1797 Penny – George III and Britannia. It’s worn and the date has gone, but we know it’s 1797 because of the size – all the “cartwheel” coins were dated 1797.
It turned out to be a box made from a 1797 Penny. I’m not clear how they do this, but suspect it involves hollowing out two coins, rather than just splitting one. I had a look on YouTube but drifted off into how to make a knife using cheap Amazon tools. It looks fun but I think my days of dexterity may be behind me.
I just thought it was a box made from a penny, but when we checked up on eBay we found a couple of others, described as smuggler’s boxes. They clearly aren’t, for a number of reasons. One is that the penny is very worn and smuggling was probably out of date by the time this penny was worked. The other is that it’s not really a practical size for smuggling. What are you going to get in something that size? It might be a pill box (if you like your pills to taste of copper) or a patch box. I know very little about patches. Deep down I think it was probably made by an apprentice, or even an engineer with time of his hands and a lathe at his disposal. However, it’s an interesting novelty and I doubt that you could make one for £30.
Modern penny for size comparison
I’m not one to let reality get between me and a sale, so Georgian Smuggler’s Box, it became. Or possibly spy box, I said “It is tempting to think it may even have been used to transport secret messages by a spy in the Napoleonic Wars.” Note how I didn’t say it had been, or even that it was likely. And having put the idea out there, I waited . . .

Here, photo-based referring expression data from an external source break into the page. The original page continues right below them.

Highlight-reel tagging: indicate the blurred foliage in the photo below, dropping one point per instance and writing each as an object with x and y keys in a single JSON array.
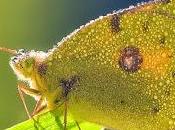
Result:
[{"x": 39, "y": 24}]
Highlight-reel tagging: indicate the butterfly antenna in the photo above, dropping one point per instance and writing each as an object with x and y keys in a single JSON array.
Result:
[{"x": 7, "y": 50}]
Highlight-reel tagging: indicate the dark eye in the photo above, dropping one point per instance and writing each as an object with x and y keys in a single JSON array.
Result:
[{"x": 130, "y": 59}]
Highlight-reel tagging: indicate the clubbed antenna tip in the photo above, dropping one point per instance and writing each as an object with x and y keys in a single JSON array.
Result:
[{"x": 7, "y": 50}]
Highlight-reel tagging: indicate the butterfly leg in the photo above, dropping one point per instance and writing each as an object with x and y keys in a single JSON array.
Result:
[
  {"x": 39, "y": 106},
  {"x": 65, "y": 115},
  {"x": 78, "y": 125},
  {"x": 23, "y": 88}
]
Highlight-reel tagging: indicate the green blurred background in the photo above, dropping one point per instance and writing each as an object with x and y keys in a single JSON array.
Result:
[{"x": 38, "y": 25}]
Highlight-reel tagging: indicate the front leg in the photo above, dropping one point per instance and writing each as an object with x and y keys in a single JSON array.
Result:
[{"x": 23, "y": 88}]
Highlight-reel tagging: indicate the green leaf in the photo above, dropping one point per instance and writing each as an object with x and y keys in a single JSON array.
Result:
[{"x": 53, "y": 121}]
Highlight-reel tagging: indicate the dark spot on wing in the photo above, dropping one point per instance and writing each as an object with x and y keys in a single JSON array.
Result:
[
  {"x": 155, "y": 110},
  {"x": 130, "y": 59},
  {"x": 145, "y": 26},
  {"x": 115, "y": 23},
  {"x": 68, "y": 84},
  {"x": 122, "y": 102},
  {"x": 42, "y": 68}
]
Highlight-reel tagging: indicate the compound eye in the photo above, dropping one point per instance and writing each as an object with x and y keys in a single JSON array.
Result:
[{"x": 130, "y": 59}]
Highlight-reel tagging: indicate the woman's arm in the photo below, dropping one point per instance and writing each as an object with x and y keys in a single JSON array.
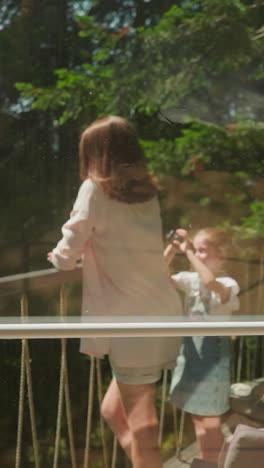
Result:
[{"x": 78, "y": 229}]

It sold in auction for a reasonable sum – just over £30. The only other one on eBay at the moment is in much better condition, but at £180 it’s a lot more money. If I had the good one I’d feel I had to keep it in a cabinet. With the one we sold, you can shove it in your pocket and show people – a much better use of an object.
Can you see the join?
1797 Penny – a conundrum, and possible even a smuggler’s box.